寺院に伴うものや、切通などが残る鎌倉中心部とその外の淵にあたるような場所に多く築かれました。百八やぐら群のある、現在の天園ハイキングコースも、中世の鎌倉の淵にあたる場所であったと考えられます。
鎌倉は平地が少ないため崖地を利用したのですが、誰でも「やぐら」に葬られていたわけではなく、武士や僧など一部の上流階級に限られていました。
INDEX
謎に包まれた往時の姿
百八やぐら群のやぐら群は、中世から今日まで、人通りのある道のすぐ側にあったこともあり、自然の風化に加えて、後の時代に人為的に手を加えられているものが多いと見られます。そのため、現在でも多数の仏像や五輪塔などが見られますが、いつ誰が誰のために、どのやぐらにどのようなものを安置したのかを、正確に知ることはできません。近代、明治期以降に納められたものもあるようです。
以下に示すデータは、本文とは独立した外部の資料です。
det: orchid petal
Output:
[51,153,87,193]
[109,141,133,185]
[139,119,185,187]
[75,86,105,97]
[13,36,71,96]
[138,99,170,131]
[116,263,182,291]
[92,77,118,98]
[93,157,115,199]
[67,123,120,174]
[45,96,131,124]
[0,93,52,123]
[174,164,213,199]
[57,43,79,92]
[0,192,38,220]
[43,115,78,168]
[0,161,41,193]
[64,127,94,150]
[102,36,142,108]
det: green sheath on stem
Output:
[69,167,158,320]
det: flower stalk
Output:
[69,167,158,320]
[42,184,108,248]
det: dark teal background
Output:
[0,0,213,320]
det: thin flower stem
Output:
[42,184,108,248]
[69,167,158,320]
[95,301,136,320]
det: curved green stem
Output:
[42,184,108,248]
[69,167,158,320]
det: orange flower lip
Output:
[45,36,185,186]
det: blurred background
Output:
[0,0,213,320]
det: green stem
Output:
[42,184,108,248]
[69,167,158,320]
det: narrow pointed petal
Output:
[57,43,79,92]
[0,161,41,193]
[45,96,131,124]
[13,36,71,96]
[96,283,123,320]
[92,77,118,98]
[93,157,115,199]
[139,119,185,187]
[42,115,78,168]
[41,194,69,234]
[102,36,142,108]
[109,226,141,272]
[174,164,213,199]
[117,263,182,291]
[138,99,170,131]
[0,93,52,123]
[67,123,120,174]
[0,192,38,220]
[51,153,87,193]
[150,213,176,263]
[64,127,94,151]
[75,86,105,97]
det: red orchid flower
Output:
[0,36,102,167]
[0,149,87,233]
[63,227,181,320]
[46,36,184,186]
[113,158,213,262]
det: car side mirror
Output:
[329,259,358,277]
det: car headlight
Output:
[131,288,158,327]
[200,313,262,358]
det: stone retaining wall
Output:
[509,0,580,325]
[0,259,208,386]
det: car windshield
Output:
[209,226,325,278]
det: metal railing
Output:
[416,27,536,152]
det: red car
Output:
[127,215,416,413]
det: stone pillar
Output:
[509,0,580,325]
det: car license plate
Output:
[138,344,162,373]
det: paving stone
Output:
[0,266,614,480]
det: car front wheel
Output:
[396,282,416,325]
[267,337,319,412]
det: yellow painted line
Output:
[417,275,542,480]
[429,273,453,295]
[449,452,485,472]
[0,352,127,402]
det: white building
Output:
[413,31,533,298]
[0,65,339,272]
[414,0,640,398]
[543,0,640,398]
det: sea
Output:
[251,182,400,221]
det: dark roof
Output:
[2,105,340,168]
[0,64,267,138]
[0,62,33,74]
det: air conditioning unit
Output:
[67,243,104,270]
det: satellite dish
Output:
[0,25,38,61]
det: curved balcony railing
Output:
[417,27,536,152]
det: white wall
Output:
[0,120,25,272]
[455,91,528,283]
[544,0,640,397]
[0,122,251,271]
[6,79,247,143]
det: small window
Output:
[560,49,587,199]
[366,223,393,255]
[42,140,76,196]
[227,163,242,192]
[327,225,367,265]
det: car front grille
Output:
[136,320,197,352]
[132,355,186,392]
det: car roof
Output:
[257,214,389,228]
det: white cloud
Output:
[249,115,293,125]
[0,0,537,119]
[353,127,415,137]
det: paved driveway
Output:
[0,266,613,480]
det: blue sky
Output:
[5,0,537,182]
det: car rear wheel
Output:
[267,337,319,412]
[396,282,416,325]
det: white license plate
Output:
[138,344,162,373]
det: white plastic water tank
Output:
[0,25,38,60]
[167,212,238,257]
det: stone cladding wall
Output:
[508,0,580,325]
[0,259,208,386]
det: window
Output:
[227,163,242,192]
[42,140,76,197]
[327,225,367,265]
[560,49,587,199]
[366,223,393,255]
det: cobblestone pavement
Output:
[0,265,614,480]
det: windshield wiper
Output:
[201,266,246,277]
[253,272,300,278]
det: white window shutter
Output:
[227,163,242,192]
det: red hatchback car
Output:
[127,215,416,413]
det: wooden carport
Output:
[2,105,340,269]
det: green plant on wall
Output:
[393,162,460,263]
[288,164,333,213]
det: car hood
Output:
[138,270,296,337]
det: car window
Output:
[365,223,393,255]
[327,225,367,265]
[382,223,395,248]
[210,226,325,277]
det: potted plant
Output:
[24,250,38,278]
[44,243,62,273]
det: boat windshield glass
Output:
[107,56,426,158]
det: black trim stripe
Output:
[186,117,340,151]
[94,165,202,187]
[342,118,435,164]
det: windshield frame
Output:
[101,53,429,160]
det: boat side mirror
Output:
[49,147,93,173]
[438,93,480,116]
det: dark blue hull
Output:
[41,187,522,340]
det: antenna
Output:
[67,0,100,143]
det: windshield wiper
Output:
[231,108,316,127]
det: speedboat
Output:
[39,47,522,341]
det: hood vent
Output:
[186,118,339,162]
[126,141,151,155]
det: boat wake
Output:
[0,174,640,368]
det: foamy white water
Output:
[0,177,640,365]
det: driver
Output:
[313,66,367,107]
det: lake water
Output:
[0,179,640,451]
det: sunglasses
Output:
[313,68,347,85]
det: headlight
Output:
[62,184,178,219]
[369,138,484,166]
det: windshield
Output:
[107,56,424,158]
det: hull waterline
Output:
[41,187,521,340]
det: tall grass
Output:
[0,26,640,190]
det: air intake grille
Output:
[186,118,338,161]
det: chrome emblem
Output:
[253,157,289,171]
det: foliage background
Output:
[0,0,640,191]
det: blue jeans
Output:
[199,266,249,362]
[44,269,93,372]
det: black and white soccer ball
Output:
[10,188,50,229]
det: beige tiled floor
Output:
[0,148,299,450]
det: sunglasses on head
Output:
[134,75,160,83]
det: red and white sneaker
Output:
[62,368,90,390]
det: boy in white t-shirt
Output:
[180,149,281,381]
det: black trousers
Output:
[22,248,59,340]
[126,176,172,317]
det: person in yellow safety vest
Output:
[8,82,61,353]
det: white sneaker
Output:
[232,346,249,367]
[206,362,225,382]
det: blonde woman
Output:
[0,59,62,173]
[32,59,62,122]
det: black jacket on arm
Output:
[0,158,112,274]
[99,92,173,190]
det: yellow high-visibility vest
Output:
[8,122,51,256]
百八やぐら群でとくに特徴的なのは、首が斬り落とされたようにも見える、頭部が欠損した仏像が多いことでしょう。この原因も詳しくは分かっていませんが、明治期の廃仏毀釈によるという説や、経年劣化による頭部の崩落とする説などがあります。
百八やぐら群の行き方
百八やぐら群の入口は、天園ハイキングコースの覚園寺入口と今泉台6丁目入口の分岐(交差点)付近から、10mほど覚園寺入口方面に行った場所にあります。標識等がなく分かりにくいですが、上の写真の中央付近にある細い脇道を、左上に登って行きます。脇道を登りきると、すぐに、目の前に百八やぐら群が姿を現わします。ハイキングコース上の道と違って、歩くのに注意が必要な場所もありますが、天園ハイキングコースと並行するように、山の斜面にやぐら群が続いています。
鎌倉・逗子で見られるその他の「やぐら」
百八やぐら群のやぐらほど大規模なものはなかなかありませんが、以下のような場所でも、それぞれ特徴的なやぐらを見ることができます。
天園ハイキングコース周辺
山ノ内から二階堂にかけての天園ハイキングコースの尾根道から少し下った南側の斜面沿いは、鎌倉のなかでももっともやぐらが集中している場所の一つです。百八やぐら群の西側には朱垂木やぐら群があります。
北鎌倉周辺(山ノ内)
源氏山周辺(扇ガ谷)
金沢街道周辺(浄明寺)
逗子周辺
天園ハイキングコースの見どころ
「鎌倉アルプス」とも言われる天園ハイキングコースは、鎌倉市街地の背後にそびえる山々を横断するハイキングコースです。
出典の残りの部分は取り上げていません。